[Today’s post comes to us courtesy of Wayne Gordon McIntyre from Commercial Technical Support]
This case originally started out with the SQL team, since it was an issue with installing SQL Server 2005 Express edition. However, they were trying to install on an SBS 2003 server and the SQL engineer correctly determined that this was an issue with the O/S and not the SQL installer itself. The SQL engineer decided to engage an escalation resource on the SBS team to have a look. The error we were seeing when trying to install SQL was
Since the error referred to the logs for more information we also looked in the SQL Setup log, searched on Return Value 3 (Return Value of 3 in MSI logs indicates a failure). In the logs we saw we were trying to make a connection to the database to run a configuration script but the connection failed. We also know that with SQL Server 2005, connections to the database are made over a secure encrypted connection by default (this is important later). Output from the log is below.
SQL_ERROR (-1) in OdbcConnection::connect sqlstate=08001, level=-1, state=-1, native_error=233, msg=[Microsoft][SQL Native Client]Shared Memory Provider: No process is on the other end of the pipe.
sqlstate=08001, level=-1, state=-1, native_error=233, msg=[Microsoft][SQL Native Client]Client unable to establish connection
Error Code: 0x800700e9 (233)
Windows Error Text: No process is on the other end of the pipe.
Source File Name: lib\odbc_connection.cpp Compiler Timestamp: Fri Jul 29 01:13:53 2005
Function Name: OdbcConnection::connect@connect Source Line Number: 148
—- Context ———————————————–
Connecting to SQL Server
Originial error was 800700e9 (233)
Unfortunately this didn’t give us much more information than we already had from the error shown during setup. Next, in our search for information, we went to the event logs, hoping for something more there. We did get an MsiInstaller Event, but as you can see below, it is more of the same.
At this point, I decided to not troubleshoot SQL anymore, and to look for other things that may be failing. Since we know the connection is being attempted over SSL, I tried making SSL connections over the internet to SSL sites. This worked without an issue, I then tried to make an SSL connection to the server itself by going to https://localhost/exchange and it failed to connect. I tried a few other sites hosted on the server and even created my own and made sure it had a good cert and it also failed. So we now know for sure that SSL on the server side is a problem.
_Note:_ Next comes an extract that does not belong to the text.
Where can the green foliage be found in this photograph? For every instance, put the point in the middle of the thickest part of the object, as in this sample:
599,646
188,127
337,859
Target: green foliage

At this point I wanted to dig a bit deeper into why SSL connections to the server was failing, for this I used a tool called SSLDiag (publically available tool from Microsoft.com IIS 6 only). When launching SSLDiag it performs an initial diagnostic of your IIS sites that are using SSL. This did not reveal any errors, however you can also right click on one of the sites and simulate the SSL handshake.
After clicking Simulate SSL Handshake the output received as follows.
So now I have an error code to work with. To determine the meaning of this error code, I used "err" (another publically available tool from Microsoft.com).
At this point I decided to compare a working machine (my own server) against his server by taking side by side procmons of a site that is configured with SSL. This is a common technique we use in support to determine how something should work, so we can fill in the missing pieces on the machine that is not working. On the top is the broken server and on the bottom is a working server, the key difference is that on the working server LSASS loads SChanell.dll and the broken server does not (but we also can determine from the procmon that Schanell.dll is fine because on the client piece of the communication thru internet explorer it DOES load schannel.dll)
Now I need to figure out why Schannel is not loading, my first assumption which turned out to be correct is that it is somehow disabled on the server end. So I put my searching skills to use by searching on "SChannel Disabled" in the Microsoft knowledge base and the first hit was:
187498 How to disable PCT 1.0, SSL 2.0, SSL 3.0, or TLS 1.0 in Internet Information Services
And sure enough under the key HKLM\System\CurrentControlSet\Control\SecurityProviders\SCHannel\Protocols\SSL 3.0\Server a DWORD of Enabled existed and was set to 0 (this also existed under the TLS 1.0 Protocol Key). I deleted the Enabled DWORD, rebooted the server and I can now access SSL websites hosted on the server. However, the initial reason for the case was still for the SQL installation, since we knew at the beginning it was failing to make a connection to the SQL Server instance over a secure connection, we figured that the SQL install should now work. We attempted the SQL installation again and it completed without an error and the issue was resolved.